Parameters to Monitor
> Serum electrolytes (K, Na, Cl, bicarbonate, Ca, Mg, uric acid).
> CBC with differential and platelets.
> Efficacy of treatment: ideal weight loss of 0.3-1 kg/d, urine output >300-1000 mL/d over normal daily output.
> Signs of severe hypotension for patients with severe mitral or aortic stenosis. Ischemia may result.
> Liver function for patients in hepatic failure.
> Signs of oliguria. Consider discontinuation of therapy if persistent >24 hours.
> Symptoms of dehydration.
> Signs and symptoms of ototoxicity: tinnitus, vertigo, hearing loss, initially in range of4000-8000 Hz. Irreversible deafness may occur in this setting.
> Signs and symptoms of renal toxicity.
> Signs and symptoms of bone marrow depression.
> Signs and symptoms of too vigorous diuresis: rapid weight loss, acute fall in BP. In elderly the following symptoms may occur: lightheadedness, dizziness, vomiting, muscle cramps, bladder spasm, urinary frequency.
> Signs of hyperglycemia particularly in diabetics.

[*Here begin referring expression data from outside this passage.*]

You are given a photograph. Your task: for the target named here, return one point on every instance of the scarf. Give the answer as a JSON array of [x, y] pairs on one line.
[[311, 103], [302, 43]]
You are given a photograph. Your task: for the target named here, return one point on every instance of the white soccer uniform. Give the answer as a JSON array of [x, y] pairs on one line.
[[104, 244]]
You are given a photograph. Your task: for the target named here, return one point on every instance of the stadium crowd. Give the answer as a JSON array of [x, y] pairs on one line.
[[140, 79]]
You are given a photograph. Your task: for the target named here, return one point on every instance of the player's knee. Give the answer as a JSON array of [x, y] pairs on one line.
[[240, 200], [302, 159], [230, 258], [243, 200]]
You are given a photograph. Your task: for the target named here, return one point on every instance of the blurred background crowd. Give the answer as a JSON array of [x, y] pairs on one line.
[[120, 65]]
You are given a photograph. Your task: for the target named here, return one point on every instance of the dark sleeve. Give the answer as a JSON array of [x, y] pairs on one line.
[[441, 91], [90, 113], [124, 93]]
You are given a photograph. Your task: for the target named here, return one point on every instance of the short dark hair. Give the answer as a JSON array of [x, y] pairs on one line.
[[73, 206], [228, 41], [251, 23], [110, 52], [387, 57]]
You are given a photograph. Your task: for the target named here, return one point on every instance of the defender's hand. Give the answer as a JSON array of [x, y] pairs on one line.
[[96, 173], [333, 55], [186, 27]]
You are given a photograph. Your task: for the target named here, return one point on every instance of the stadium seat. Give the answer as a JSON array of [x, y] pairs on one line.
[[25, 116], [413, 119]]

> Intake of fluids and urinary and other fluid output. Increase fluid intake if inadequate to minimize renal toxicity.
Advice to Patient
> Change position slowly, in particular from recumbent to upright, to minimize orthostatic hypotension. Sit at the edge of the bed for several minutes before standing, and lie down if feeling faint or dizzy. Avoid hot showers or baths and standing for long periods. Male patients should sit on the toilet while urinating rather than standing.

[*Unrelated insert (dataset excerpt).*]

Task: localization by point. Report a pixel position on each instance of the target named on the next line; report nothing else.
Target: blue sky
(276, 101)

> To minimize possible photosensitivity reaction, apply adequate sunscreen and use proper covering when exposed to strong sunlight.
> Do not stand in one position for a prolonged period.
> Use caution when taking hot baths or showers and when performing strenuous exercise in hot weather.
> Supplement diet with potassium rich foods: bananas, citrus fruit, peaches, dates.
Further Useful Info
> Oral furosemide is the drug of first choice for therapy for fluid overload states caused by mild to moderate heart failure.
> Furosemide is considered to be a secondary drug for treatment of ascites associated with hepatic cirrhosis if spironolactone has not controlled the edema.